Directory (Schema): repeat the same string here.
Press Save. An information screen will pop-up. Press ok.
Then expand the Logical Architecture tab and find the File technology. Right click on it and click New Logical Schema to associate it with the newly created Physical Schema.
In the Definition tab select the Context (Global in our case, but it can be Production, Development and so on). Associate the context with the Physical Schema previously created.
Creating the Model reflecting CSV structure
Go to Designer window and expand Models, right click on the folder and click New Model.
In the Definition tab fill in the Name, Technology and Logical Schema. For the Technology choose File, and then choose the Logical Schema you have just created for this technology.
Click button to retrieve all the files. You should see them under the model created. In order to have a preview of the data inside the CSV file, right-click on the datastore and choose View Data:
Similar to the creation of the File Data Server in the Topology tab, create a Hive Data Server. Fill in the Name as Hive for example. Under the Connection specify the user (the authentication will be internal to the Hive engine, we will specify password=default in the driver specifications). Fill in the metastore URI and go to the JDBC tab.
In the JDBC tab fill in the correct driver and URL for the Hive technology as shown in the following example. We have everything emulated inside Big Data Lite environment [JT1] so we will use localhost and the password default (for default authentication).
Click . The connection test should be successful.
Now out of the new Hive Data Server (that’s actually the connection to the server) we will create a new schema or in ODI language a new Physical Schema. Right click on the data server and choose new Physical Schema.
Fill in the details related to the schema (the schema should exist in ODI already) that you want to include in the Topology. You can use the same schema for both Work and Staging schema.
Next, expand the Logical Architecture window and locate the Hive technology.

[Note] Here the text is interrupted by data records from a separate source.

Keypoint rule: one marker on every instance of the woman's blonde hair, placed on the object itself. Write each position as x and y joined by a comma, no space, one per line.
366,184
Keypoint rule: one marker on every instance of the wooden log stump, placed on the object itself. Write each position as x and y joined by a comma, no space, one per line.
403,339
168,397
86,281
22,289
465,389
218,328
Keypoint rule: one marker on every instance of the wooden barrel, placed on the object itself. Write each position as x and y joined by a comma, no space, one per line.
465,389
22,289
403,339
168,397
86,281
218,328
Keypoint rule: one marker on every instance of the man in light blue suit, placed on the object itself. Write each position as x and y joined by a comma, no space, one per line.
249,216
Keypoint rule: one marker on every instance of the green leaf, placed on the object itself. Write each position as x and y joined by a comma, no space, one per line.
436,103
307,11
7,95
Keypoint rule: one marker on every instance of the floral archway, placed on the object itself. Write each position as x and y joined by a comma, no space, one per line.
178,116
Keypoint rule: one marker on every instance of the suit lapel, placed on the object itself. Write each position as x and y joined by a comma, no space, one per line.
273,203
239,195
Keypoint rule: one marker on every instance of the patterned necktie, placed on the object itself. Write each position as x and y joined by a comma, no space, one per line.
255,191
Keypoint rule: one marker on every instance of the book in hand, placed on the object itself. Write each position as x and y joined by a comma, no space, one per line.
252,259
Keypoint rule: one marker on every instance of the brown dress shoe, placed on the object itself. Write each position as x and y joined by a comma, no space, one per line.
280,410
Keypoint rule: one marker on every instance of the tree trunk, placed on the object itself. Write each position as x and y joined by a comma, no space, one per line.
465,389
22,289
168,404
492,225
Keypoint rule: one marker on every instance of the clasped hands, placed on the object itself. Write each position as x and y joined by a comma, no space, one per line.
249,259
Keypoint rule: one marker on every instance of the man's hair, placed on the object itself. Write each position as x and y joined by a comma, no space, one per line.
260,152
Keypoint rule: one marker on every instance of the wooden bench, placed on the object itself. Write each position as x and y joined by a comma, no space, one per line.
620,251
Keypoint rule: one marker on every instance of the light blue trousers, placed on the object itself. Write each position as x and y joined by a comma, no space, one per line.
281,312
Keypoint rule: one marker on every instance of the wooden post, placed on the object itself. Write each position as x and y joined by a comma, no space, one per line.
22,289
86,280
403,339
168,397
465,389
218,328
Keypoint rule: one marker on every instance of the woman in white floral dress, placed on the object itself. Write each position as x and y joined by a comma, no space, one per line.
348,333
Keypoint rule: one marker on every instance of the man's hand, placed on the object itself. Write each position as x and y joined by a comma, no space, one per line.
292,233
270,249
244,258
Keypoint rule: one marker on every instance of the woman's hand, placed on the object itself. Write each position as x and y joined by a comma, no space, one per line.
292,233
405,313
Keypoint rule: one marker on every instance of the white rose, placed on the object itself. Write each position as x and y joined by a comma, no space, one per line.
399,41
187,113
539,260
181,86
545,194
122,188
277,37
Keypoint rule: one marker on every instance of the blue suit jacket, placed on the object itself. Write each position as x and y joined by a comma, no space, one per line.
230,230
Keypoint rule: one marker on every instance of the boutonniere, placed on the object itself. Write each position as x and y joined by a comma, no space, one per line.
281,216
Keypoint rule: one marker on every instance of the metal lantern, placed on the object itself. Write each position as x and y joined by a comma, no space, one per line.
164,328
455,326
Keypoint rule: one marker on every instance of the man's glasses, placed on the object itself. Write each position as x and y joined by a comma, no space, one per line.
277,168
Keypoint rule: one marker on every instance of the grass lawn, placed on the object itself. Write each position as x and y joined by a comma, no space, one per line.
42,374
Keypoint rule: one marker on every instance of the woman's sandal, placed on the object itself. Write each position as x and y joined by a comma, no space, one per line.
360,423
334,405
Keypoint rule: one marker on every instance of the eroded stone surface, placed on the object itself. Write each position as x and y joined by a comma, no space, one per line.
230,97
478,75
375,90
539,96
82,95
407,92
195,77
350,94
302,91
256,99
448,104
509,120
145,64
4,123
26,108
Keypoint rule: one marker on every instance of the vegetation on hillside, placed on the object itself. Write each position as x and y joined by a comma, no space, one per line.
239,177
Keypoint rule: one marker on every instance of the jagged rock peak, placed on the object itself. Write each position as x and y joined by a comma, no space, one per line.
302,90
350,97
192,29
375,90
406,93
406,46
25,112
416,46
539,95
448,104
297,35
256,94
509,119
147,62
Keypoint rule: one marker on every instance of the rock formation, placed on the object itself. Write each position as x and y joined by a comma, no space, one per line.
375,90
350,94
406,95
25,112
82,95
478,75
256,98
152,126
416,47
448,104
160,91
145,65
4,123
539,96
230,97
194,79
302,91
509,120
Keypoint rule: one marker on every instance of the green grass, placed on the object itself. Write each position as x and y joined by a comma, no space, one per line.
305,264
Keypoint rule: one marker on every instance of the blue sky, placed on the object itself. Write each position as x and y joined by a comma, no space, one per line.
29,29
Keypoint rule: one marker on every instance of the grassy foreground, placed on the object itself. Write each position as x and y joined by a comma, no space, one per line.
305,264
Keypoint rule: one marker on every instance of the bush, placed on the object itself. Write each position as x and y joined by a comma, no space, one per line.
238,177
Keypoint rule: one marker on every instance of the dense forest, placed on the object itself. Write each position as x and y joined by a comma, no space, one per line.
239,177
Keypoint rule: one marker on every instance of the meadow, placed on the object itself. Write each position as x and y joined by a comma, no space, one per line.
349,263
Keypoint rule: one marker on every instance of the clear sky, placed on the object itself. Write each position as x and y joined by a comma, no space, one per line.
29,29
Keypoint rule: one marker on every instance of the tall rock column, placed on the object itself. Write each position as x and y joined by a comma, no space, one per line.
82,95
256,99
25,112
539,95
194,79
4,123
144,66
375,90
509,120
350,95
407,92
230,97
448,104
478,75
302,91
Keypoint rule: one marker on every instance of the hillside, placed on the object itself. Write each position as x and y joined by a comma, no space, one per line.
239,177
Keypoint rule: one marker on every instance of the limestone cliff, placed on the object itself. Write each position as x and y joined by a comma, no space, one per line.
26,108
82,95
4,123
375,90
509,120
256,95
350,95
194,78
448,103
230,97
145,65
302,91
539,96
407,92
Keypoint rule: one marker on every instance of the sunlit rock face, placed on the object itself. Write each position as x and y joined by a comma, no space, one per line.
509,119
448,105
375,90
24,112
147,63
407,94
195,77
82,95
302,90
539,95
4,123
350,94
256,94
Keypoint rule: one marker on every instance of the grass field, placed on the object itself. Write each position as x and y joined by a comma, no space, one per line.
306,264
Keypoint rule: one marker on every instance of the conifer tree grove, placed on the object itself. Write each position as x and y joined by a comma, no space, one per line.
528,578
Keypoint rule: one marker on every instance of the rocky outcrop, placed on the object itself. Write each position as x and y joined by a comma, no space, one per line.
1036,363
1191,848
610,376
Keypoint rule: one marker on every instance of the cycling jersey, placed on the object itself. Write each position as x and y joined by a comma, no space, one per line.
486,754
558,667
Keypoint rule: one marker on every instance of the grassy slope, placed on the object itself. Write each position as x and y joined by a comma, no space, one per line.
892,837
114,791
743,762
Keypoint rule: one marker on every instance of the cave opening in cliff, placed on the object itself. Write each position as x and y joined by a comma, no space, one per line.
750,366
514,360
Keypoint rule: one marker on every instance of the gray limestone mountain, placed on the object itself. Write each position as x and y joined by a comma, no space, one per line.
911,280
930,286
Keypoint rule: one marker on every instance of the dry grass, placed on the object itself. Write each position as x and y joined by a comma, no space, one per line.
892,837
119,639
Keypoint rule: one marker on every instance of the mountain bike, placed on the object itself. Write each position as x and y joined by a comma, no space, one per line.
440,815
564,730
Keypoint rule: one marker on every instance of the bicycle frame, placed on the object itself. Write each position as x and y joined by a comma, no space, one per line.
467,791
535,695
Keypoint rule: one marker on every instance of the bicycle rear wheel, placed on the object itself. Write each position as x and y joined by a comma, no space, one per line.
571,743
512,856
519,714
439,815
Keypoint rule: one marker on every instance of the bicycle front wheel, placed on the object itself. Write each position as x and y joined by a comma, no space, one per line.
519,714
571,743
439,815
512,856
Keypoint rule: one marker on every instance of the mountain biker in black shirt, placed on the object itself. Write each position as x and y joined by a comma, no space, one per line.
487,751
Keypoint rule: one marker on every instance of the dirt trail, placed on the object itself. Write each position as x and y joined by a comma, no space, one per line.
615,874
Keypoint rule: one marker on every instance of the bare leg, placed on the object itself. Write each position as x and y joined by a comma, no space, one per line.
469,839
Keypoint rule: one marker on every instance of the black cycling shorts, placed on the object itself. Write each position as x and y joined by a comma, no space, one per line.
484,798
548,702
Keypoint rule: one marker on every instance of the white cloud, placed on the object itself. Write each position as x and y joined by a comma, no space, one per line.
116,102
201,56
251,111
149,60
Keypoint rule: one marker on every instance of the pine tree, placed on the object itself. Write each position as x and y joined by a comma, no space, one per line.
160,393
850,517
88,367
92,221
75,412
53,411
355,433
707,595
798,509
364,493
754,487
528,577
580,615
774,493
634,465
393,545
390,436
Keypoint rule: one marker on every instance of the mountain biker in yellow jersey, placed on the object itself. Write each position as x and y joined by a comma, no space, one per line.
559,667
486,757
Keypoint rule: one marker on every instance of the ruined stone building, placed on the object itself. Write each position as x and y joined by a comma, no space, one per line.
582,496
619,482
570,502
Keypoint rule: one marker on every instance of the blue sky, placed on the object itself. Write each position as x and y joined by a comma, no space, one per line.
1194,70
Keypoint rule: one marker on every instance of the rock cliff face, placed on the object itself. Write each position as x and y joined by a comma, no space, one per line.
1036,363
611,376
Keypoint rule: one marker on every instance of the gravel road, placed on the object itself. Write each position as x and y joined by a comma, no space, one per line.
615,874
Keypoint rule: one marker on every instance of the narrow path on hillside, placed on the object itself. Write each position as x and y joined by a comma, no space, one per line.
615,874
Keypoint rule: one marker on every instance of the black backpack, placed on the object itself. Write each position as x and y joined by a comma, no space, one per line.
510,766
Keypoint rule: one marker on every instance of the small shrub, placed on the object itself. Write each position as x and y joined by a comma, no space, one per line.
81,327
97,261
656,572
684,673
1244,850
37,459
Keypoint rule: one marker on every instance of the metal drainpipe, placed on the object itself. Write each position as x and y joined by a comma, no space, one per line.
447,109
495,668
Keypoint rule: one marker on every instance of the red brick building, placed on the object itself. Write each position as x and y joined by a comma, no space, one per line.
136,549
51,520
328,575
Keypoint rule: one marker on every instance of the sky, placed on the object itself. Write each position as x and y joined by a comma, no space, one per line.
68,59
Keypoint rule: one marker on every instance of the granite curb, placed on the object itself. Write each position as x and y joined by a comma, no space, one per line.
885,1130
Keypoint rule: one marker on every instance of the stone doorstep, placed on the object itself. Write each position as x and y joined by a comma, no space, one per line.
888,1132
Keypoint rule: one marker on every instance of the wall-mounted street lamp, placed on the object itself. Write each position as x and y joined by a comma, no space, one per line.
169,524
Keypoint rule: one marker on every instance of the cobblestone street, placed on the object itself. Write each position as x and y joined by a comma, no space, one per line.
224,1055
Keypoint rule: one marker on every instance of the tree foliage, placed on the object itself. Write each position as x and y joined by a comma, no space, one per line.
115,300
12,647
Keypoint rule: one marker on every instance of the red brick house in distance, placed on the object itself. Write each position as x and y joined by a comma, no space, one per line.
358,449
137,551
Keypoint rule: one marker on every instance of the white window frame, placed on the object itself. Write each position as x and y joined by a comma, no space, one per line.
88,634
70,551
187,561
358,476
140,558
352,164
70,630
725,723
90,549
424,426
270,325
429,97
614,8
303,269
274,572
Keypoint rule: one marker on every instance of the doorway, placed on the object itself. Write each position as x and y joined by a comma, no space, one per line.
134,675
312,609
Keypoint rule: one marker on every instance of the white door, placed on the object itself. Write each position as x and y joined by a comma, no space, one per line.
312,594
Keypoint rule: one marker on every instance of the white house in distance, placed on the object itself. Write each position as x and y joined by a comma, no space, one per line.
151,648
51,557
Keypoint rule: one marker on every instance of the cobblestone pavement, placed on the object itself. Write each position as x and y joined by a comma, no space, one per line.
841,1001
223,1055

Right click on it and create a new Logical Schema that will be linked to the Hive schema.
Give it a name and associate the Logical Schema with the Physical Schema as shown below (a dropdown menu is available under Physical Schemas area):
Creating the Model reflecting Hive structure
If using reverse engineering then a table should exist in Hive. Here is a table creation DDL example:
CREATE TABLE Test
STORED as PARQUET;
Log into Hive and run this code. From the OS command line, run bee command like shown below.
Set the database where you want to deploy:
Return to ODI Studio, go to Designer window and expand Models, right click on the folder and click New Model.
In the Definition tab fill in the Name, Technology and Logical Schema. For the Technology choose Hive, then choose the logical schema you have just created for this technology.
Next, go to Reverse Engineer tab and choose the radio button for Customized. Choose the proper knowledge module as RKM Hive and click . Optionally you can choose a mask for the tables you want to reverse engineer or you will reverse the entire schema.
The reverse engineering process can be monitored inside Operator Navigator:
If you need to forward engineer your Hive Datastore, you will need to create it and fill it out manually. Right click the Hive data model and click New Datastore. Fill in the Name with any name. For the Datastore Type pick Table.
Navigate to Storage attributes and fill in the Table Type: Managed, Storage Type: Native, Row Format: Built-In, Storage Format: PARQUET as shown in the picture below.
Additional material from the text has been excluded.